OPF Reference Toolset
Our products address common issues facing many organisations. Together, they form a reference toolset for digital preservation which can be adapted for use in different organisational workflows. We have defined a common workflow for digital preservation and mapped out where our open source products can fit within it. The workflow includes standard preservation actions, but the details, order of processing, and policies may differ by organisation. We focus on the ingest/pre-ingest subset of the OAIS model because our current products address these areas.
A common workflow for digital preservation
Once a user has decided that a digital object should be preserved, the item needs to be catalogued and classified. This is as true with a digital object as a physical object. Each digital object has associated metadata stored alongside it, which must also be catalogued, classified, and stored. The process of cataloguing and classifying has several stages, including identification, validation and characterisation.
File format identification is a typical first step in a workflow. It answers the question: “I have a digital object; what format is it?”
The object may be a single file or a complex structure (such as a ZIP file) that contains other structured files and objects.
The process of identification will provide information about the object which may be as simple as a statement of the file format, variety and version. The information may also be more complex, such as a complete map of a complex container. All of this information can be recorded as metadata and added to the associated collection of metadata with the object.
Format validation is the process of determining an object’s level of compliance with the relevant format specification. It answers the question: “I have an object purportedly of format X; is it?” Format validation conformance is determined at three levels:
- Well-formedness – A digital object is well-formed if it meets the purely syntactic requirements for its format
- Validity – An object is valid if it is well-formed and it meets the higher-level semantic requirements for format validity
- Consistency – An object is consistent if it is valid and its internally extracted representation information is consistent with externally supplied representation information
At the end of the validation process, the metadata that accompanies the digital object will be updated to include details of the validation, such as the policy choices made and the results of the conformance checking.
Format characterisation is the process of determining the format-specific significant properties of an object of a given format: “I have an object of format F; what are its salient properties?”
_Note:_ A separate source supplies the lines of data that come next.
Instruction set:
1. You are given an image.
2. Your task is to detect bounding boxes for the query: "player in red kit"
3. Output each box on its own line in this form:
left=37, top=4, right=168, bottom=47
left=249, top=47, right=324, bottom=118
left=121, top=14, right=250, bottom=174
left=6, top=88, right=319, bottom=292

Characterisation also involves taking information about the digital object to build a richer context beyond its purely technical, structural details. For example, a word document usually records the author, the time of creation, the editing time, word count, and more, while a JPEG image file may carry information about the camera used to take it, time and day, and often even geolocation information. This information and the policy for this information to be extracted and duplicated outside the file is a key piece of metadata to be stored alongside the digital object.
Packaging, Cross-Check, Quality Assurance, Review
Finally, the digital object and the metadata gathered during identification, validation, and characterisation is prepared for storage. In this final stage of packaging, cross-checking, QA, and review, the digital object is formed and wrapped into an archival information package (AIP).
To help us manage a growing number of products and ensure they are fit for purpose for the long term, we have developed a programme of work to enhance the OPF reference toolset. The goal is to enable users to easily adopt our products and incorporate them into their workflow.
We plan to consolidate the number of different elements in our reference toolset and provide a single user interface for our products. Our approach is to create consistency across the toolset and provide a solid foundation on which to build new functionality. In the future, we will offer users a flexible choice of modules and make it more straight-forward to integrate other tools.
By reducing the amount of redundant code and separating out old project infrastructure, we aim to minimise maintenance overheads while taking forward functional, sustainable products.
This work is overseen by our Product Board.